Offensive Player of the Year
Drew Brees, QB, Saints
The leader of the Big Easy band has been putting on a show this year. With one more gig on the regular season schedule, Brees has already broken Dan Marino’s single-season passing yards record — throwing for 5,087 yards, 41 TDs and 13 INTs.
Defensive Player of the Year
Jason Pierre-Paul, DE, Giants
In just his second season, JPP has become one of the most-feared pass-rushers and playmakers in the NFL. The 6'5", 278-pound athletic freak has 81 tackles, 15.5 sacks, two forced fumbles, one safety and one block of a potential game-winning field goal.
Offensive Rookie of the Year
Cam Newton, QB, Panthers
The Heisman Trophy-winning BCS national champion out of Auburn has taken the NFL by storm since going No. 1 overall in the draft — passing for 3,893 yards, 20 TDs and 16 INTs, and rushing for 674 yards and 14 TDs.
Defensive Rookie of the Year
Patrick Peterson, CB, Cardinals
Denver edge-rusher Von Miller also deserves consideration. But Peterson takes the prize after posting 60 tackles, two INTs, one sack and an NFL record-tying four punt return TDs — including a walk-off game-winner.

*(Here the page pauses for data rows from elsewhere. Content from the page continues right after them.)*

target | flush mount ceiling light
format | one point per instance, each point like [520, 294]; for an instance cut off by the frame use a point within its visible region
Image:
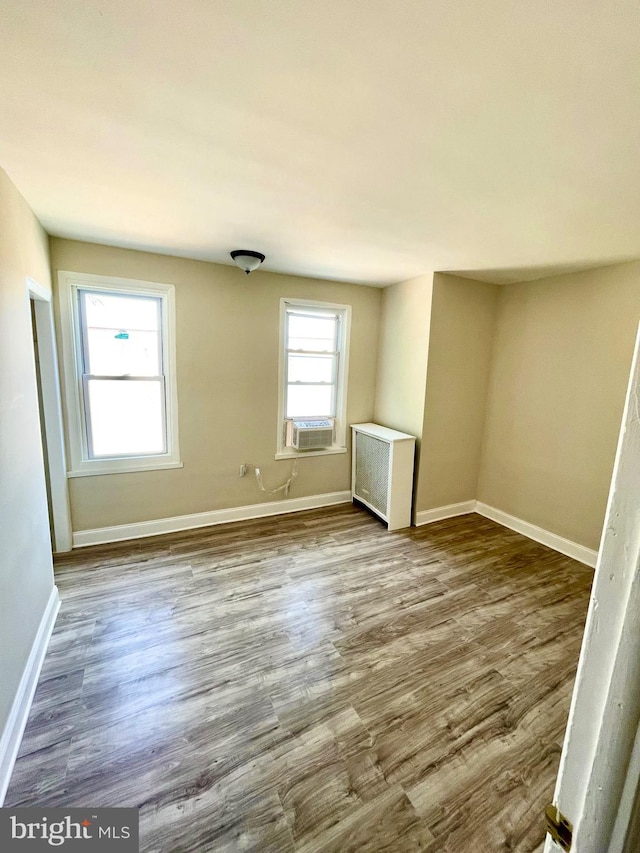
[247, 260]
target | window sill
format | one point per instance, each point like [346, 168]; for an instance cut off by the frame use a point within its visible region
[291, 453]
[98, 468]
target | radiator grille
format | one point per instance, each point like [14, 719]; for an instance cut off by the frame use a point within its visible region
[372, 471]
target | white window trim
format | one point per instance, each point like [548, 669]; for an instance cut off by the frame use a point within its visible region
[340, 436]
[80, 463]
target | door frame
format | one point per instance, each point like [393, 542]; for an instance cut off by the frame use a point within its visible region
[62, 533]
[598, 780]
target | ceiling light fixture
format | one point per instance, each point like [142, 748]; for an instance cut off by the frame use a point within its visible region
[247, 260]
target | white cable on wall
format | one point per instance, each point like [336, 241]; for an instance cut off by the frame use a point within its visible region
[284, 487]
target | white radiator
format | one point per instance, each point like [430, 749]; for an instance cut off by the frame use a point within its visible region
[382, 472]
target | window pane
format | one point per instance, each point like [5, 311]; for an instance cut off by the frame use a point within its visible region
[122, 335]
[126, 417]
[317, 334]
[310, 368]
[307, 401]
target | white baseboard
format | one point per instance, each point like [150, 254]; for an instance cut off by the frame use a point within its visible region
[118, 533]
[539, 534]
[428, 516]
[15, 725]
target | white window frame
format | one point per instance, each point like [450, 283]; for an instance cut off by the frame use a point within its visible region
[340, 421]
[81, 465]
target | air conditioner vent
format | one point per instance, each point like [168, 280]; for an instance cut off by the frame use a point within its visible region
[310, 434]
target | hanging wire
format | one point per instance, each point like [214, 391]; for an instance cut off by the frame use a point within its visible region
[285, 487]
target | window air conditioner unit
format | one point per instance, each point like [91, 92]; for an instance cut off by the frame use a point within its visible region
[310, 435]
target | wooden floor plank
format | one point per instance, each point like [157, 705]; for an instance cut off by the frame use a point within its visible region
[311, 683]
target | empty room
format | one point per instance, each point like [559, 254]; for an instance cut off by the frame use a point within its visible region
[319, 438]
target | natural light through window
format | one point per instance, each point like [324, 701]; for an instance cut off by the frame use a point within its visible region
[122, 357]
[313, 368]
[125, 403]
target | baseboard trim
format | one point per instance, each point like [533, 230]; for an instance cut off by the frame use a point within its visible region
[121, 532]
[15, 725]
[539, 534]
[428, 516]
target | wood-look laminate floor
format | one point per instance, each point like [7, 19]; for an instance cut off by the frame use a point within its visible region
[311, 683]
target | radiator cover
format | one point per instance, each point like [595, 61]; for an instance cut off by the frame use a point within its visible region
[382, 472]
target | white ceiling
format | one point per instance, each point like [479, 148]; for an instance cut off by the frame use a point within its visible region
[364, 140]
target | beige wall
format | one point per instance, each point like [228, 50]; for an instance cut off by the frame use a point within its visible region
[227, 362]
[562, 356]
[463, 314]
[402, 359]
[26, 576]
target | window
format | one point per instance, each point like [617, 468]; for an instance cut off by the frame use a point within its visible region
[119, 361]
[314, 338]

Comeback Player of the Year
Matthew Stafford, QB, Lions
The oft-injured signal-caller threw for 4,518 yards, 36 TDs and 14 INTs, while leading the Lions to their first playoff berth since 1999 — starting 15 games, compared to the 13 starts he totaled over his first two seasons.
Coach of the Year
Jim Harbaugh, 49ers
Postgame handshake controversy and Thanksgiving loss to older bro, John, aside, Harbaugh’s first year with the 49ers has been solid gold. San Francisco is 12–3 this year — its first winning season since 2002.